218.68

B18/9.2.68

Ms autogr. 4 p. (21 x 13)

À ses parents

Rome 6 juin 68

Chers parents,

Il est bien légitime que ma première occupation après la grande grâce que Dieu vient de m'accorder soit de vous faire partager mon bonheur et ma joie. Combien ces grâces que l'on reçoit de Dieu au pied des autels diffèrent des jouissances du monde! Vous l'avez éprouvé lors de votre première communion, et on l'éprouve toutes les fois que l'on reçoit Notre-Seigneur dans la sainte Eucharistie avec un cœur pur et aimant. Les ordinations sont des grâces de choix par lesquelles Dieu sépare du monde ses ministres élus entre mille pour les élever à des fonctions angéliques en leur offrant, pour qu'ils en soient dignes, l'assistance du Saint-Esprit, à laquelle ils doivent correspondre. Le diaconat est une participation déjà très large au sacerdoce. Le diacre engendre à l'Église des fils par le baptême, il les forme à la vertu par la prédication de la parole de Dieu, et il est déjà admis à traiter familièrement avec Notre-Seigneur, sous les espèces sacramentelles, fonctions qui l'assimilent en quelque sorte aux apôtres et à la Sainte Vierge et à St Joseph qui vivaient dans une sainte familiarité avec Notre-Seigneur à Nazareth. Cette dignité sublime est bien au-dessus des forces humaines, mais la grâce de Dieu aide ses ministres et la force du Saint-Esprit leur est donnée par le sacrement de l'Ordre, dont le diaconat est une partie essentielle.

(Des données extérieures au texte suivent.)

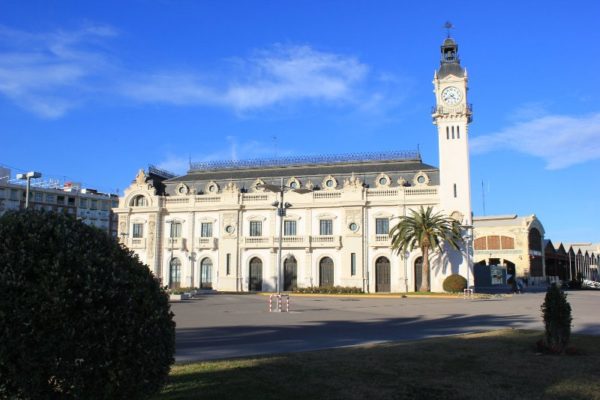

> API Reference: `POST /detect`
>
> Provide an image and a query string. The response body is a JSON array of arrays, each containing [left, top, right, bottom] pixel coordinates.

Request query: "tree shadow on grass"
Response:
[[158, 330, 600, 400]]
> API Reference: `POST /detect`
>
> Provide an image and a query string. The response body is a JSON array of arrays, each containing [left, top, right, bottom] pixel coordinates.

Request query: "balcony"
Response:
[[310, 235, 342, 250], [242, 236, 273, 249], [196, 237, 218, 250], [165, 238, 186, 250], [127, 238, 146, 249], [369, 234, 392, 247]]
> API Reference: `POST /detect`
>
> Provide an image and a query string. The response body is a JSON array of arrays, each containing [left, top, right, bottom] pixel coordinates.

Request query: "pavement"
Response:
[[171, 291, 600, 362]]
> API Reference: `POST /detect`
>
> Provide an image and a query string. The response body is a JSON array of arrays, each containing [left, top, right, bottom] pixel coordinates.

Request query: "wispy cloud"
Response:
[[471, 113, 600, 169], [157, 136, 293, 174], [0, 25, 116, 118], [122, 45, 368, 111]]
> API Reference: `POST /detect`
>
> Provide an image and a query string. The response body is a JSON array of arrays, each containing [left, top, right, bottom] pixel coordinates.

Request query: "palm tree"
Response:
[[390, 206, 464, 292]]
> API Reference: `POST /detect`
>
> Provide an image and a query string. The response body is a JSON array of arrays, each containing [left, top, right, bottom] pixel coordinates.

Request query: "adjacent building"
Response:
[[0, 168, 119, 236], [114, 38, 472, 292]]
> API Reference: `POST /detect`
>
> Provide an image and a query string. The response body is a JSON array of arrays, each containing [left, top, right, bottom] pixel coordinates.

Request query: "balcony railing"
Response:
[[196, 237, 218, 250]]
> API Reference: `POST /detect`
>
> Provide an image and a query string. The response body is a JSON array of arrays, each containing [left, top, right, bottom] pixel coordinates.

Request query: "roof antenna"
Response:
[[444, 21, 454, 38]]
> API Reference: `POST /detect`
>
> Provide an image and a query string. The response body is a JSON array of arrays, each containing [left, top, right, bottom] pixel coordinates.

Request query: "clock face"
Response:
[[442, 86, 462, 106]]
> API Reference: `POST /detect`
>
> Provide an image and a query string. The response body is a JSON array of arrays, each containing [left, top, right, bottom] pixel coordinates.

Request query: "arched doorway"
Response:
[[319, 257, 333, 287], [415, 257, 423, 292], [375, 257, 391, 292], [283, 256, 298, 291], [200, 258, 212, 289], [169, 258, 181, 289], [248, 257, 262, 292]]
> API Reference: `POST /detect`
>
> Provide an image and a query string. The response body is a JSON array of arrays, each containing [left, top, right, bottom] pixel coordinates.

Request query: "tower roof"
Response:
[[437, 37, 465, 78]]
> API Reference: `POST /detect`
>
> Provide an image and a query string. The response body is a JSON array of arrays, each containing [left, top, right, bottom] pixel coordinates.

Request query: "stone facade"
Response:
[[114, 39, 472, 292]]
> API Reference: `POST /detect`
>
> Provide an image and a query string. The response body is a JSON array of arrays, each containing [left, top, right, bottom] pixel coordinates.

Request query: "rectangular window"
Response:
[[171, 222, 181, 237], [283, 221, 296, 236], [319, 219, 333, 236], [375, 218, 390, 235], [200, 222, 212, 237], [250, 221, 262, 236], [131, 224, 144, 238]]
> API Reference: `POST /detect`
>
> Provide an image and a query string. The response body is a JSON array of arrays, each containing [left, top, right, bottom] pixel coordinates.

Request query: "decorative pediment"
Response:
[[375, 173, 392, 189], [344, 174, 362, 190], [413, 171, 431, 186], [251, 178, 265, 192], [321, 175, 338, 190], [223, 182, 240, 194]]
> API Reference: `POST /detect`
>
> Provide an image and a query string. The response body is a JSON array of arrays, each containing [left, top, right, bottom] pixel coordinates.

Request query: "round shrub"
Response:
[[443, 274, 467, 293], [0, 211, 175, 399]]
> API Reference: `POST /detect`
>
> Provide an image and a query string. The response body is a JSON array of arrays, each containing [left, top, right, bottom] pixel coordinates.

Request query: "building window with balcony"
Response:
[[319, 219, 333, 236], [250, 221, 262, 236], [200, 222, 212, 237], [171, 222, 181, 238], [283, 221, 296, 236], [131, 224, 144, 239], [375, 218, 390, 235]]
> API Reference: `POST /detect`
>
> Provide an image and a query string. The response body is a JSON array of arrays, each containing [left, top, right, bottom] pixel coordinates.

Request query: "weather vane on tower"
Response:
[[444, 21, 454, 37]]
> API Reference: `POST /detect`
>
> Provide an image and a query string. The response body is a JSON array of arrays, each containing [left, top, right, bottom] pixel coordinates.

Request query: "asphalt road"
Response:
[[172, 291, 600, 362]]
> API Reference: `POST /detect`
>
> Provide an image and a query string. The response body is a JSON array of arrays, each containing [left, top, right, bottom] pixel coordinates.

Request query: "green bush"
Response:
[[0, 211, 175, 399], [294, 286, 363, 294], [443, 274, 467, 293], [542, 283, 573, 353]]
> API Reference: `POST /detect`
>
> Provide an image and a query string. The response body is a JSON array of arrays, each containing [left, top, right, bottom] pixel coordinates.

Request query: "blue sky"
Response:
[[0, 0, 600, 242]]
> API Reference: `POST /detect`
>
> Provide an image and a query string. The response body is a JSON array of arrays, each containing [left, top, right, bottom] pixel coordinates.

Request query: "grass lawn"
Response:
[[156, 330, 600, 400]]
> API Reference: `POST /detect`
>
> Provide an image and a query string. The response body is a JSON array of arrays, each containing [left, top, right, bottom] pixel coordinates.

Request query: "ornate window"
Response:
[[175, 183, 190, 196], [413, 171, 431, 186], [322, 175, 337, 190], [375, 173, 392, 188], [130, 194, 148, 207]]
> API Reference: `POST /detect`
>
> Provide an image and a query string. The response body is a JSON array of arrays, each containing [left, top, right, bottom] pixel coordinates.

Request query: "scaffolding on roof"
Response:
[[190, 151, 421, 172]]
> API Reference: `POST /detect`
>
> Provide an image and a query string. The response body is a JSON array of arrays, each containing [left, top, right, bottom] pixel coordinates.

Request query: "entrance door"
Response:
[[319, 257, 333, 287], [248, 257, 262, 292], [415, 257, 423, 292], [375, 257, 391, 292], [283, 257, 298, 291], [200, 258, 212, 289]]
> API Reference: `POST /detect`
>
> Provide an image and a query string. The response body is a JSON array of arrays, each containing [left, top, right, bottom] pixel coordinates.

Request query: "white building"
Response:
[[114, 38, 472, 292], [0, 168, 118, 236]]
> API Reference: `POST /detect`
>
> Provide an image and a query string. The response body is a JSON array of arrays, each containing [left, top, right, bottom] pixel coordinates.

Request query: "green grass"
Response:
[[156, 330, 600, 400]]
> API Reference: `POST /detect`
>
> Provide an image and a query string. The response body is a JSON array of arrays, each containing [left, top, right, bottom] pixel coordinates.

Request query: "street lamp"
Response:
[[256, 178, 311, 294], [17, 171, 42, 209]]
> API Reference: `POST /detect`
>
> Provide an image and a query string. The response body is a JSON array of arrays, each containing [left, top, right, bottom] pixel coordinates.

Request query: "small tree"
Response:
[[0, 211, 175, 399], [390, 207, 463, 292], [542, 283, 573, 353]]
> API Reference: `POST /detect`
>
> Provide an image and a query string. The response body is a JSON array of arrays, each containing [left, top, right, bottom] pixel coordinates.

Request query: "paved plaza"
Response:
[[172, 291, 600, 362]]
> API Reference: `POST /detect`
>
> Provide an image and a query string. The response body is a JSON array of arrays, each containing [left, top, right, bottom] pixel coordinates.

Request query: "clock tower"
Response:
[[431, 37, 472, 225]]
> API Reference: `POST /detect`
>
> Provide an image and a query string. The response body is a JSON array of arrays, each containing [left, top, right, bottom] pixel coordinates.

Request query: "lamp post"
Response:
[[462, 225, 473, 289], [256, 178, 311, 294], [17, 171, 42, 209]]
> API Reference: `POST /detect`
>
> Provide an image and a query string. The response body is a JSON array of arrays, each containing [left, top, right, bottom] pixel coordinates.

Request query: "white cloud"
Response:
[[156, 136, 293, 175], [471, 113, 600, 169], [122, 45, 368, 111], [0, 25, 116, 118]]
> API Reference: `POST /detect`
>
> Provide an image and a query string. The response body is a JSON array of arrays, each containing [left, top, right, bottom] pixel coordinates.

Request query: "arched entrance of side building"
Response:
[[169, 257, 181, 289], [375, 257, 391, 292], [248, 257, 262, 292], [283, 256, 298, 291], [414, 256, 431, 292], [200, 257, 212, 289], [319, 257, 334, 287]]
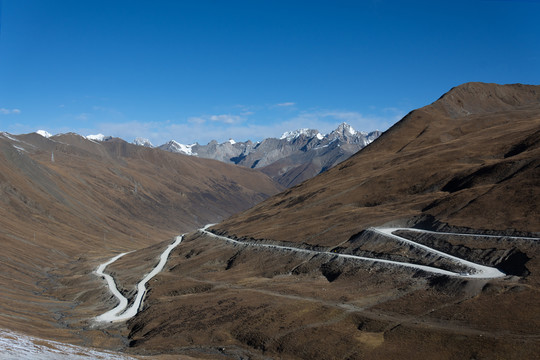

La cérémonie de ce matin s'est passée comme je vous l'ai décrite d'avance, avec le charme qu'y ajoute l'attitude si digne et en même temps si paternelle du cardinal vicaire, qui nous représente si bien Pie IX. J'ai prié avec beaucoup de ferveur pour vous tous ce matin. J'espère que le bon Dieu ne considérera pas l'indignité de mes prières et qu'il vous accordera les grâces que je lui ai demandées pour vous, surtout la grâce fondamentale d'être toujours prêts à paraître devant lui avec confiance, ayant accompli les devoirs essentiels qu'il nous impose et qui sont bien légers et faciles, si nous considérons le culte qu'il est juste de rendre à Dieu et la félicité qu'il nous donnera en retour.

Demain nous aurons au séminaire une autre solennité bien touchante aussi, c'est la première grand-messe d'un jeune prêtre, suivie de la cérémonie du baisement des mains que je vous ai décrite l'année dernière. J'aurai le bonheur d'exercer pour la première fois mes fonctions de diacre à cette messe.

J'ai reçu la lettre d'Henri. Elle s'est croisée avec la mienne qui lui répondait d'avance. Je souhaite que Laure soit déjà quitte de ces moments de souffrance par lesquels elle doit passer1.

Embrassez pour moi Henri, Laure, maman Dehon et Marthe.

Je vous embrasse de tout cœur.

Votre dévoué fils

L. Dehon, diacre

1 Il s'agit de son accouchement, cf. LD 98.